Visiting South Sudanese Delegation Thrilled by Liberia’s Democratic Progress

Hon. Charity Yakob Kimbo, member, National Transitional Legislative Assembly, the Republic of South Sudan

— “Who else to learn from than your eldest sister?”

A 16-member South Sudanese delegation, predominantly women, is concluding a week-long learning visit to Liberia to glean insights into the country’s successful electoral practices, women’s political participation, and the journey through peace. The team comprises representatives of the Government of the Republic of South Sudan, civil society, and media practitioners, and aims to understand Liberia’s transition from war to peace.

The delegation’s visit, supported by UN Women (South Sudan and Liberia), comes as South Sudan prepares for its inaugural democratic election since declaration of independence. 

The delegation is keenly observing how Liberian women have navigated the political landscape to assume influential leadership roles.

In an effort to contribute to peaceful and credible elections, they held deliberations with key electoral stakeholders to integrate gender-sensitive lessons into their electoral processes back home.

“We want to learn how Liberian women have managed to be so successful in politics. We want to know how they are navigating the political terrain that is so tough on the African continent,” Hon. Charity Yakob Kimbo, a Parliamentarian of the South Sudanese Transitional National Legislature Assembly, told the Daily Observer in an interview after a meeting with CSOs in Monrovia. 

“We have heard a lot of success stories about Liberian women politicians and how peaceful and orderly the country’s electoral processes have been. We want to learn how these are happening here so that we can take the strategies back home.”

Parliamentarian Kimbo, who is also the Secretary for Finance for the South Sudanese Women Parliamentary Caucus, said that Liberia is fast becoming a model for democracy and good governance on the African Continent and, as such, there is no better place for South Sudan to draw its lessons on elections from than here.

“We and Liberia also share some unique connections. Liberia is the oldest independent nation in Africa while we are the youngest… who else to learn from than your eldest sister?” she asked rhetorically. “Both countries have also experienced civil wars. Coming from such a background as us and doing so well in conducting elections is so admirable. We want to know how Liberians are doing this because this is what we also want in our country. The level of political maturity we have heard and read about in this place is enviable.
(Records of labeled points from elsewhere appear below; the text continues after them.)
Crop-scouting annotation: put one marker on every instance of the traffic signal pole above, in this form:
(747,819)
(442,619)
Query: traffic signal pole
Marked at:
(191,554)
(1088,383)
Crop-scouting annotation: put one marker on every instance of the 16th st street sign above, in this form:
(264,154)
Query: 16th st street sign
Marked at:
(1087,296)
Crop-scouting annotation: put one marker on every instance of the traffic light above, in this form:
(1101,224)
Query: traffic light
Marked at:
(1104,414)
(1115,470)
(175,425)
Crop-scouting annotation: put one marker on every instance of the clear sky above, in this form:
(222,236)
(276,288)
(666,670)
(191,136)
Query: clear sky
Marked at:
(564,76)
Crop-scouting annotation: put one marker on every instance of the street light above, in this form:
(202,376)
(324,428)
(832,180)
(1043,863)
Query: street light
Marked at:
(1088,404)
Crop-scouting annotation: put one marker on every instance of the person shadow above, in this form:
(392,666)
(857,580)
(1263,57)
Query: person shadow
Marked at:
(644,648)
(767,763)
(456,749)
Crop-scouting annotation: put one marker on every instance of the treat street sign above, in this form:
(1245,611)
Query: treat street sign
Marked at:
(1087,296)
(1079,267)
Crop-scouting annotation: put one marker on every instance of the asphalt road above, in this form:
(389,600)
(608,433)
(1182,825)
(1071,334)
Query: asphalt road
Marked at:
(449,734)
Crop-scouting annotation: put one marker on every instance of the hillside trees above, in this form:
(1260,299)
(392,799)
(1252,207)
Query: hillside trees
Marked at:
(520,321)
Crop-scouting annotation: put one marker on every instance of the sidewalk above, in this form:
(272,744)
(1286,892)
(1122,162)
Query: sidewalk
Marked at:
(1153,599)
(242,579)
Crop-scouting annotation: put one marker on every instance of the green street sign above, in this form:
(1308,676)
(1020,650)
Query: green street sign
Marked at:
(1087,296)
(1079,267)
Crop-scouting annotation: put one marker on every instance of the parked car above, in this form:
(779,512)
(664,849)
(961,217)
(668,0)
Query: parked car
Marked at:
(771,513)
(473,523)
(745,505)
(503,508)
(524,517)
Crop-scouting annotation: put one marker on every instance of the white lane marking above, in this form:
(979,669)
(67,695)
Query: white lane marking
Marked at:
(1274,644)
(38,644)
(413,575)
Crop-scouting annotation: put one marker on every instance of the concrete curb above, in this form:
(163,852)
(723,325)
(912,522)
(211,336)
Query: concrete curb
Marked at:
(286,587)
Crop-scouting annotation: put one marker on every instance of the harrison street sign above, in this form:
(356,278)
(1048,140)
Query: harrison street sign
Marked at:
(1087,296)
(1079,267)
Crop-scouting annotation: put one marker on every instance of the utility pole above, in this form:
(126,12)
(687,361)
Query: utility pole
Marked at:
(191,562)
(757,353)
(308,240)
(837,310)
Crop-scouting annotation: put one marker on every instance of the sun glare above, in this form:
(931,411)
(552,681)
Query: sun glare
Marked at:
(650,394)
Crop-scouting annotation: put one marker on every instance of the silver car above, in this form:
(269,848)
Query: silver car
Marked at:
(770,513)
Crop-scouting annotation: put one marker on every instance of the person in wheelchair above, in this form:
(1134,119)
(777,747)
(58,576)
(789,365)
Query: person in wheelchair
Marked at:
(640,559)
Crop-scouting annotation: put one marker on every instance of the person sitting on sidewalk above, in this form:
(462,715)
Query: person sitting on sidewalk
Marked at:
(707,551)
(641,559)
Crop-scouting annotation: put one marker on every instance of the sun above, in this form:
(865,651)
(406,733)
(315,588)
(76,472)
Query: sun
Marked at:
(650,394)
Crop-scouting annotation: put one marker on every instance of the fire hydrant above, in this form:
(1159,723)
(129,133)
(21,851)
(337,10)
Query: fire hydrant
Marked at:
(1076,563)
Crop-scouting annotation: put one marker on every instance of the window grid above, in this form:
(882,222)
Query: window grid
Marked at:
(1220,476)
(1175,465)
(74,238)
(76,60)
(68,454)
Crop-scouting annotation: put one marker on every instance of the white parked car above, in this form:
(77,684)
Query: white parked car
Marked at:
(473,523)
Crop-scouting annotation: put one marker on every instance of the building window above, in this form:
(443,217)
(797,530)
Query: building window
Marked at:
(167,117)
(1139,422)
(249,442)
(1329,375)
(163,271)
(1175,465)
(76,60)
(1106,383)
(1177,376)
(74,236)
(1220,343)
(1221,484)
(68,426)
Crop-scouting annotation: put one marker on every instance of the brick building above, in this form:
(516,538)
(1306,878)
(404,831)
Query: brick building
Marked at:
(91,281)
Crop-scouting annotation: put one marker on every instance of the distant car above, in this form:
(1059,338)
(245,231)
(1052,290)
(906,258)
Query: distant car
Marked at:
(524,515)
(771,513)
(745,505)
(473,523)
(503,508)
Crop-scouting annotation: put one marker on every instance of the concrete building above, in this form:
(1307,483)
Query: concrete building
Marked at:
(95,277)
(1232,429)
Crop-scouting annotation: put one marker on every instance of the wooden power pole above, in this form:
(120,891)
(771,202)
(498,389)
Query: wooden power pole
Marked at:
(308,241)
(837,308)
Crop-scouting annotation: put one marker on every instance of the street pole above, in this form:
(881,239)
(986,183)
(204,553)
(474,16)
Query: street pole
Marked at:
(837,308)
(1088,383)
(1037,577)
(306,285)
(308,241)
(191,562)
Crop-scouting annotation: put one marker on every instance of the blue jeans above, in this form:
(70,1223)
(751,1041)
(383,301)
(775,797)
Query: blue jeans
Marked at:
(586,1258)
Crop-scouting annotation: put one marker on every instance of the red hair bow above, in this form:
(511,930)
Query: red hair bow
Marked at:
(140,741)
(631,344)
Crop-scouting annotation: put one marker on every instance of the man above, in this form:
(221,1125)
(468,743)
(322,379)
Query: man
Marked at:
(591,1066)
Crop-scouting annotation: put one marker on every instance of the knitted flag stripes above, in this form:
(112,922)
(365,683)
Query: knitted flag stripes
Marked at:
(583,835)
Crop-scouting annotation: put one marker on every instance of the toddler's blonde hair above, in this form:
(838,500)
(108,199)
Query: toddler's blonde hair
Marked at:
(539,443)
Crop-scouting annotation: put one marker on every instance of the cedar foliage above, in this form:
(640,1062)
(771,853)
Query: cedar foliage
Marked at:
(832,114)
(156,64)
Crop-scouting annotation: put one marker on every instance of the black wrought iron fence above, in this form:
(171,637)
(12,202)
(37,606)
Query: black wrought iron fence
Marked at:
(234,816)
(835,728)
We want to learn from your experiences.”

Photo: Members of the delegation in a group photo with some Liberian CSOs officials

Given that South Sudan’s upcoming election will involve first-time voters, the delegation is exploring the nuances of civic voter education and effective candidate messaging. They are engaging with Civil Society Organizations (CSOs) and election stakeholders in Liberia to exchange experiences and gather insights on best electoral practices, particularly regarding temporary special measures, inclusivity, and capacity building for women in political leadership.

“We want to know the roles CSOs played in the elections. How were they engaging the politicians, the electorates, and the elections commission,” Jackline Nasiwa, Executive Director, Center for Inclusive Governance, Peace and Justice said during the meeting. “The lessons we will learn from here could help to capacitate our civil society organizations back home.”

The fact that both Liberia and South Sudan faced prolonged periods of civil unrest and violence makes this learning visit particularly relevant. The delegation seeks to learn from Liberia’s experience in conducting three post-war elections that resulted in two peaceful transfers of power, paving the way for harmonious co-existence in Liberian society. 

“We want to know how Liberia has managed to achieve this. We all know elections in Africa are contentious and ethnic or tribal-driven, but Liberia has been able to achieve this three times with no conflict. The people are living peacefully side by side,” Ochaya James Philip Kulong, a journalist and Executive Director of the National Press Club of South Sudan, said. “We are nervous as we head to ours in December. We don’t know what the outcome will be.”

He said it is the nervousness and the fact that millions of South Sudanese don’t know what post-election will be like that prompted their journey to Liberia to get firsthand information about how Liberians achieved those milestones.

“I’m a journalist and I want to know the roles that the media played in the electoral process. We want to take back their experiences, their lessons learned, and some challenges they encountered during the elections so that we can have the opportunities to find our way around the challenges,” he said.

Through their visit to Liberia, the South Sudanese delegation aims to glean valuable lessons from Liberia’s electoral journey and enhance their electoral processes as they embark on a significant milestone in their democratic evolution.